La création artistique la plus remarquable suite au voyage de mai 1958 est toutefois sans doute le film Moranbong, qu'on peut considérer comme la première - et seule, à ce jour - coproduction franco - nord-coréenne. Le premier long-métrage de Jean-Claude Bonnardot, sur un scénario d'Armand Gatti, est un film à valeur documentaire, axé sur la vie d'une troupe de théâtre sous la guerre et les bombes, reprend la forme coréenne traditionnelle du pansori. Il a donné lieu à de multiples difficultés de tournage, dont rend compte Antoine Coppola dans Ciné-voyage en Corée du Nord : l'expérience du film Moranbong, et a été frappé par la censure dès sa sortie en France en 1960 (pour l'anecdote, la signature de la décision d'interdiction avait été prise sous la signature du ministre de l'Information du général de Gaulle, Louis Terrenoire, qui allait devenir président de l'AAFC quelques décennies plus tard). Le film resortira finalement en 1964, avant d'être perdu, puis retrouvé, et enfin diffusé et primé au Festival international du film de Pyongyang en septembre 2010.
Puis la mémoire de l'engagement contre la guerre en Corée s'est affaiblie en France, du fait notamment du changement de cap du Parti communiste français (PCF), organisateur de la manifestation parisienne du 28 mai 1952 contre "Ridgway la Peste", quand le PCF prônait une ligne prête à l'affrontement au paroxysme de la guerre froide.

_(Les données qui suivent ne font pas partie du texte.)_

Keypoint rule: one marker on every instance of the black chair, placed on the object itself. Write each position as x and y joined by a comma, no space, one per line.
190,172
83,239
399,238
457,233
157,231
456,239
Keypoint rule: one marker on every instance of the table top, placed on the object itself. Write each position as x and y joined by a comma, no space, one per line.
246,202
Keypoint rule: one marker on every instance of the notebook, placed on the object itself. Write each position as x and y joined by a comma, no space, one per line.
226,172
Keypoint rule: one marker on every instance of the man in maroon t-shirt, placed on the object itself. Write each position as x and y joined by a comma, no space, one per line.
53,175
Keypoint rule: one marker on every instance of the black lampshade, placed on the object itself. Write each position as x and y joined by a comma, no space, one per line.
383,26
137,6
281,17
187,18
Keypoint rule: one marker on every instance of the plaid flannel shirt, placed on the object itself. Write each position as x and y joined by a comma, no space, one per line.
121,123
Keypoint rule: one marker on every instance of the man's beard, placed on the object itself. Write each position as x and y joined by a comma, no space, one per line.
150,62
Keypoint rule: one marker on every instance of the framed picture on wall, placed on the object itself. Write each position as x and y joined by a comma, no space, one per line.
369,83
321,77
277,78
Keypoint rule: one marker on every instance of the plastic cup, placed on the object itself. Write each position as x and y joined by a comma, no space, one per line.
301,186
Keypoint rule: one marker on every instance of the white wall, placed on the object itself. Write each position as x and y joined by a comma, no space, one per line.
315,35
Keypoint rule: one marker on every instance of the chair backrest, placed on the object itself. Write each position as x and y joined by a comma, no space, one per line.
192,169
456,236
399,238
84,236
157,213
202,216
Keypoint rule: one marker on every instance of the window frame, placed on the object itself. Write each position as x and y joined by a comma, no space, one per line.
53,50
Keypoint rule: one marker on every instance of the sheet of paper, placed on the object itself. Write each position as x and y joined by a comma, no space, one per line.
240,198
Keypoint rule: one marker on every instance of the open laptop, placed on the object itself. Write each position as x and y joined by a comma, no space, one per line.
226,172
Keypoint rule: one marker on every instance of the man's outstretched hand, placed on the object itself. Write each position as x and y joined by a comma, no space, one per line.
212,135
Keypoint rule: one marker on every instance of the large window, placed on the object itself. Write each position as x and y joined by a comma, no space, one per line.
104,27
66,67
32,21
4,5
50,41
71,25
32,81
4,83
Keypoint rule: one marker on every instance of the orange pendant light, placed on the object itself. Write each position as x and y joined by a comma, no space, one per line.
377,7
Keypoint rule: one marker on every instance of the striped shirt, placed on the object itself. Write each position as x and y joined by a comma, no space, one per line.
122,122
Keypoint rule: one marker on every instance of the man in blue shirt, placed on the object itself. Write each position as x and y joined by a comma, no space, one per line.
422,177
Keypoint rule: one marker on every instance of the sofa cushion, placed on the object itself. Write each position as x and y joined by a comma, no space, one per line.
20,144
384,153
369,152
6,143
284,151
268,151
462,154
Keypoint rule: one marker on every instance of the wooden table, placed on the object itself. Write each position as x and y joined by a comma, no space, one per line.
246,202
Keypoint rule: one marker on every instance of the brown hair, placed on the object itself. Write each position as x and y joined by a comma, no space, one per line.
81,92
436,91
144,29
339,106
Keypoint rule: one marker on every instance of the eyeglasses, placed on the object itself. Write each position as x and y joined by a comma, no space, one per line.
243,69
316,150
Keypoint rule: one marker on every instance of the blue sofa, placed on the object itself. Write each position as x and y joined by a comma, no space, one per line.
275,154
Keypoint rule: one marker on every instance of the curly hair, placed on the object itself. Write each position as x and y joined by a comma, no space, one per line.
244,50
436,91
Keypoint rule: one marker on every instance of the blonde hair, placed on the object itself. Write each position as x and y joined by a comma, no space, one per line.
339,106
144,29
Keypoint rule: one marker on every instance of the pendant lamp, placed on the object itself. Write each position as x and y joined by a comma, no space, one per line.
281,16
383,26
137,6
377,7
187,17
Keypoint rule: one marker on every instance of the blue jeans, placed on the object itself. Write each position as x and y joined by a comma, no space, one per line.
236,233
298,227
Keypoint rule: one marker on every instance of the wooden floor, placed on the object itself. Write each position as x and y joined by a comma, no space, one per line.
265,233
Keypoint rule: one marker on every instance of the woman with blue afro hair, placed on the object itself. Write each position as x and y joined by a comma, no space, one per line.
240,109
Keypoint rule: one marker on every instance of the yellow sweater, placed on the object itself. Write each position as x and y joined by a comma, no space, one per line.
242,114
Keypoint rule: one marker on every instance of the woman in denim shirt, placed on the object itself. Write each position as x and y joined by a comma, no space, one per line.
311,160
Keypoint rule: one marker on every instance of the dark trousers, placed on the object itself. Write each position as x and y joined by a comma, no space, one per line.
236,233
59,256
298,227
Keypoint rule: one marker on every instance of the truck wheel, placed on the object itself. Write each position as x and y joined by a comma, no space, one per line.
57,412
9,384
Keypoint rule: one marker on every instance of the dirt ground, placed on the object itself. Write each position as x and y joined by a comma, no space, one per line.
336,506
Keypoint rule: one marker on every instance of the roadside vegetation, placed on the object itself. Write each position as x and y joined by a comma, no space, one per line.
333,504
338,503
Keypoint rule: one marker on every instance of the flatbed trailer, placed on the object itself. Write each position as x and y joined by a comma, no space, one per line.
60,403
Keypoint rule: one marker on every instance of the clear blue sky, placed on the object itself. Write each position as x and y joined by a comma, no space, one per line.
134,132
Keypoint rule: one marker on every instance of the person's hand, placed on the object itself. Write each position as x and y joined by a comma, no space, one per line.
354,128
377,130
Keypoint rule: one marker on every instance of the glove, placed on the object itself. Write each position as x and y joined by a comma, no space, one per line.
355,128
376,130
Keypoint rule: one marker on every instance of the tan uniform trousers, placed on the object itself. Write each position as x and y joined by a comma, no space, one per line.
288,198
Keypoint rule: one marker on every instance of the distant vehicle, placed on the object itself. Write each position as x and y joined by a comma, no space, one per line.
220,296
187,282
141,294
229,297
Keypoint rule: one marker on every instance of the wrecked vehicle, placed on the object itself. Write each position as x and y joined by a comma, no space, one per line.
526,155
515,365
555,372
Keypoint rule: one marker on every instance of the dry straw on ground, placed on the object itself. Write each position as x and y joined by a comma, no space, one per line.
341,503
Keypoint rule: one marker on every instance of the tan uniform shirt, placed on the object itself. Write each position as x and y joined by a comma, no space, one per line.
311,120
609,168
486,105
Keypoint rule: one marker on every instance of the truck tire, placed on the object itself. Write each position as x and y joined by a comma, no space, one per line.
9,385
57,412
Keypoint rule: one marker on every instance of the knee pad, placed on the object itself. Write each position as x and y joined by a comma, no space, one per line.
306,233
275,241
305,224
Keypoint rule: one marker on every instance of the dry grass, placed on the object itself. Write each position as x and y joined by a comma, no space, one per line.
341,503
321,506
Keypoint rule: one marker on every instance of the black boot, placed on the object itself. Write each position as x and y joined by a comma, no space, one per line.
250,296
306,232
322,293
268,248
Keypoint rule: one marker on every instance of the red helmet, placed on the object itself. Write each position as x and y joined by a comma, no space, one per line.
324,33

Mais l'AAFC a repris le flambeau du combat non seulement pour une paix durable en Corée, mais aussi pour la mémoire et la vérité - face aux tentatives grossières de certains gouvernements engagés en Corée sous le drapeau des Nations Unies, au premier rang desquels le gouvernement américain, de nier l'évidence de l'utilisation d'armes chimiques et bactériologiques - dont avaient pourtant rendu compte, dès l'époque de la guerre, des journalistes comme Wilfried Burchett, un des tout premiers à avoir alerté l'opinion publique mondiale sur les conséquences des bombardements nucléaires d'Hiroshima et Nagsaki, initialement niées en bloc par le gouvernement et l'armée américains. Cette constance des positions et des luttes de l'AAFC apparaît d'ailleurs dans la liste de ses membres fondateurs en 1969 : parmi eux nous retrouvons le compositeur-interprète Francis Lemarque, membre de la délégation d'intellectuels français ayant visité Pyongyang en mai 1958 et rencontré le Président Kim Il-sung, auteur de chansons pacifistes et antimilitaristes (notamment "Quand un soldat", interprétée également par Yves Montand, cf. ci-dessous). Et le film Moranbong sera projeté par l'AAFC dans les années suivant sa fondation, au tournant des années 1960 et 1970 : s'engager pour la paix et le dialogue entre les peuples, en refusant les idées reçues et le diktat de la majorité qui entretiennent la haine de l'autre et la guerre, tel est le sens de l'action que mène l'AAFC depuis près d'un demi-siècle.